I’m pleased to announce 0.0.1 (aka “early adopters only” release) of my
Uniforma library.
It’s here: http://rubyforge.org/projects/uniforma/
== What is it?
Library for parsing “simple text” formats (RD, Textile, Markdown, etc.)
and
generating output in various formats (including simple text, html/xml
and
more complex ones).
The heart of the library is two DSLs - for defining parsers and
generators.
== Why?
-
Preparing “one more serious library”'s documentation, I’ve found a
dillema: write it in RD? (for auto-generate all with RDoc) or Trac’s
wiki
format? (for uploading to Trac site) or Textile? (for once uploading to
stand-alone site) So I’ve decided to do conversion library/tool. -
I’m using RedCloth (Textile) for all my works, and trying to patch it
for
my needs, I’ve found it’s a mess. I just need to have separate clear
description of “how is it parsed” and “how is it generated” aspects. -
For my journalism, I need MS Word output (I have no fun to do text
editing in MS Word, but ability to generate it is a must). Now I use
“Textile=>(RedCloth)=>HTML=>winword mytext.html
” scheme, which have
several flaws. I want be able to easy define MS Word generator (using
win32ole, of course, no hand-made heroism).
== Show. Me. The. Code.
Usage:
puts Uniforma::textile(‘some text “with
links”:http://google.com.’).to_html_string
output:
some text with links.
Defining parsers:
module Uniforma::Parsers
class Textile < LineParser
definition do
…
#how to parse some line
…
line /^h(\d+).\s+/ do para(:heading, :level => @_1.to_i) end
…
#how to parse inline formatting:
inline /(.+?)/, :italic
end
end
end
Defining generators
module Uniforma::Generators
class HtmlString < TextGenerator
definition do
…
#what to place around some “paragraph type”
around(:heading) {|p| i = p.level; [“<h#{i}>”, “</h#{i}>\n”]}
…
#what to place around some "inline markup type"

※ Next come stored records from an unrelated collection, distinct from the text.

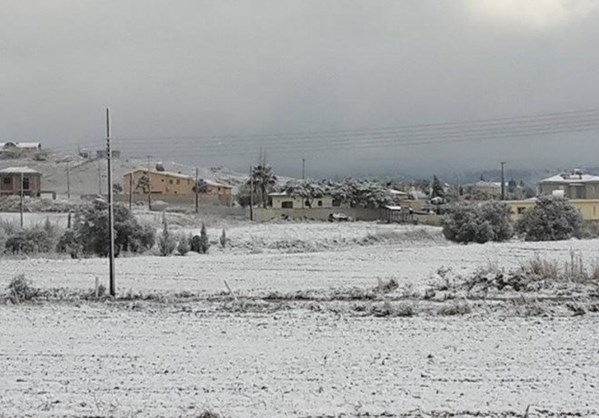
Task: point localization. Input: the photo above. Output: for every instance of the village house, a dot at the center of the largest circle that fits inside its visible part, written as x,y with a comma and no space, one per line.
482,190
588,208
19,149
575,185
284,200
10,181
173,184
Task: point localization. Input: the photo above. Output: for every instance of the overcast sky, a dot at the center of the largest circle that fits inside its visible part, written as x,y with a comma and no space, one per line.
177,72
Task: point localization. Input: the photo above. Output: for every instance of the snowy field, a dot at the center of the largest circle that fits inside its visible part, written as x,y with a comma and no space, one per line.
177,359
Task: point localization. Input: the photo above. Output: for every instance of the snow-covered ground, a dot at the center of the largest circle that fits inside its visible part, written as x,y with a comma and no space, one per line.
159,359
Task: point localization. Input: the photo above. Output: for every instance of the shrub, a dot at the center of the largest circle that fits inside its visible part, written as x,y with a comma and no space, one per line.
454,308
204,243
18,244
91,228
482,222
184,244
29,241
551,219
195,243
20,289
166,241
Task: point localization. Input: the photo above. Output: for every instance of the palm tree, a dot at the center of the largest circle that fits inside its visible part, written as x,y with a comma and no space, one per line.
264,181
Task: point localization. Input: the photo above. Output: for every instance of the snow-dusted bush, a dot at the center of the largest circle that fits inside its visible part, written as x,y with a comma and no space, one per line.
37,239
184,244
200,243
204,243
20,290
166,241
482,222
353,192
551,219
91,228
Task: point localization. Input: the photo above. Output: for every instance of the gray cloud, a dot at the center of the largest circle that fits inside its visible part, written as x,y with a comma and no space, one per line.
200,68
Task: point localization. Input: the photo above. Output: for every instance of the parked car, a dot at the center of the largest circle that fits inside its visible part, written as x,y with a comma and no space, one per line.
339,217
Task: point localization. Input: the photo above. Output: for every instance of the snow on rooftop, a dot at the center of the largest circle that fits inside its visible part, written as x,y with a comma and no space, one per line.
571,178
19,170
21,144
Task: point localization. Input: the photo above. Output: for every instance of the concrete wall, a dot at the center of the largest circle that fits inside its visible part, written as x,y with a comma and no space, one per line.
588,208
176,200
321,214
584,191
298,202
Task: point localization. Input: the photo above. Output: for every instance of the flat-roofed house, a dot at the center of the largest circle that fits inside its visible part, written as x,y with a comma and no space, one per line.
575,185
10,181
174,184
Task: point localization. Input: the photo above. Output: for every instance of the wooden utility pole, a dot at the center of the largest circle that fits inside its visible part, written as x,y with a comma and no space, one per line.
251,193
130,191
110,206
303,168
21,204
502,181
68,181
197,191
99,178
149,186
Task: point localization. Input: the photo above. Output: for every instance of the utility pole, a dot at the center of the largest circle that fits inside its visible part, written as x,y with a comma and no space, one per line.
68,181
502,180
303,168
251,193
130,191
197,191
99,178
21,204
149,186
110,206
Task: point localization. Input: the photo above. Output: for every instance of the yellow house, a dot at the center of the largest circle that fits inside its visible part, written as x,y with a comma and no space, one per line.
161,182
588,208
168,183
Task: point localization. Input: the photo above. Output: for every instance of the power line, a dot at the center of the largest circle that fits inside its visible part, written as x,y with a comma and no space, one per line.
412,135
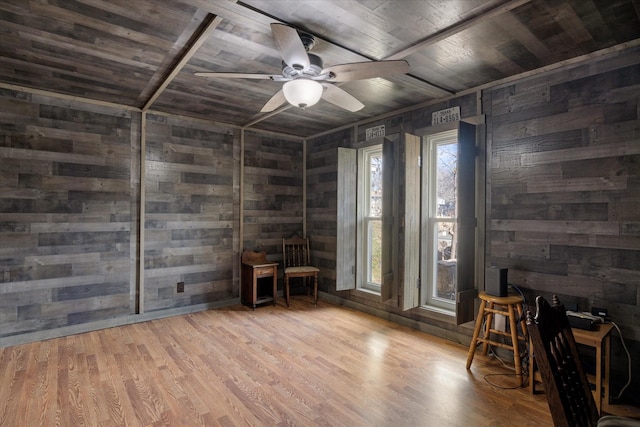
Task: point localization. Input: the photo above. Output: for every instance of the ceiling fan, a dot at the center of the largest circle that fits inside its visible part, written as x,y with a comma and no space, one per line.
306,80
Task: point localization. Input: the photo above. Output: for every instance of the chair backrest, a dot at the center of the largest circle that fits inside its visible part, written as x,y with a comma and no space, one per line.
295,252
565,383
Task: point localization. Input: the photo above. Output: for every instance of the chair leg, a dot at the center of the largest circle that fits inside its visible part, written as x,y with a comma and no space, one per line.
286,289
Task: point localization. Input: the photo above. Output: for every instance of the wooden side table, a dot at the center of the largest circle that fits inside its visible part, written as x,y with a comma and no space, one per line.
600,340
255,267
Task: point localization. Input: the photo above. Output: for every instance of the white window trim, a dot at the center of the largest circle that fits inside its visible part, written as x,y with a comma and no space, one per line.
430,220
364,156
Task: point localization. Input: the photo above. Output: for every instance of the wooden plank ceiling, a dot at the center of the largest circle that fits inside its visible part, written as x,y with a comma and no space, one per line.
143,53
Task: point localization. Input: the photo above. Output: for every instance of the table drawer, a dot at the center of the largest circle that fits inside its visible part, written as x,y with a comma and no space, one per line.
263,271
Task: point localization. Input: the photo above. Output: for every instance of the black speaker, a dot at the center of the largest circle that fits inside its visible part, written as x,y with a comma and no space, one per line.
495,281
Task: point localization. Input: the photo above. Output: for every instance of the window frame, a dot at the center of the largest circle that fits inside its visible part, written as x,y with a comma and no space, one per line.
431,219
365,219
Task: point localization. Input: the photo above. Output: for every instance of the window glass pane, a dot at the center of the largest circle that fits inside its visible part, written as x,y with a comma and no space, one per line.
375,185
445,273
446,169
375,252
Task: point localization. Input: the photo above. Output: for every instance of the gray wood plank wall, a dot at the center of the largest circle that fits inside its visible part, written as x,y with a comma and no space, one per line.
273,192
322,186
565,185
191,220
68,211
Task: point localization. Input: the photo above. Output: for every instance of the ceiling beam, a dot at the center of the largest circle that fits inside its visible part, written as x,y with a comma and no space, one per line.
208,25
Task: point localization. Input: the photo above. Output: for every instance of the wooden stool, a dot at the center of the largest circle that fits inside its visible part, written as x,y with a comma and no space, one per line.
510,307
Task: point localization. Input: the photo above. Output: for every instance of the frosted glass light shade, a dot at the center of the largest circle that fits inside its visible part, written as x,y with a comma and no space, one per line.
302,92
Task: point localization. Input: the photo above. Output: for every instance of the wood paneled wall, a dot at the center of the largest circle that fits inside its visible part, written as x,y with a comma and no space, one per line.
191,213
68,212
565,185
273,192
322,180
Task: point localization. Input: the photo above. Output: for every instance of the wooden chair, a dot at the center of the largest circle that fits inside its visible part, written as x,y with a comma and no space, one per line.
297,263
565,383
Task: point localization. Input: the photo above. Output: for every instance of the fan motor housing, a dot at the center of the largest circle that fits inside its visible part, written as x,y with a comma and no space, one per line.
315,68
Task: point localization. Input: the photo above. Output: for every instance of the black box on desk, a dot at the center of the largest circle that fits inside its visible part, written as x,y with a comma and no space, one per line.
495,281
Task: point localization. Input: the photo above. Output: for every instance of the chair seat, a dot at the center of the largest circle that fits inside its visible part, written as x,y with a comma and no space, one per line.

around(:italic) {["<i>", "</i>"]}
end
end
end
Uniforma is smart enough to allow:
- non-line based formats parsers (in fact, it also has one “toy” parser
for
HTML, which even works! on not-very-complex HTML documents) - non-text format generators (I’m working on PDF and MSWord generators.
It’s
not very hard to define with Uniforma)
== Important notes about current release
-
This release shamelessly includes htmlentities library by Paul
Battley[1],
without even notice it in license files. It is subject to change ASAP. -
It’s really “early adopters” release. Almost no docs, and very, very
poor
tests. But it shows an idea and is a base for further work. -
This release include parsers for: Textile, RD, HTML and generators
for:
BBcode, RD, HTML. All of them are incomplete but tend to work. -
I’d want to hear opinions about whether DSLs for parser/generator
looks
“right” from point-of-view of a) native English speakers and b) real
Ruby
ninja. You can examine my parsers in lib/uniforma/parsers/ and
generators in
lib/uniforma/generators/
Again, the library is here: http://rubyforge.org/projects/uniforma/
Thanx.
Zverok.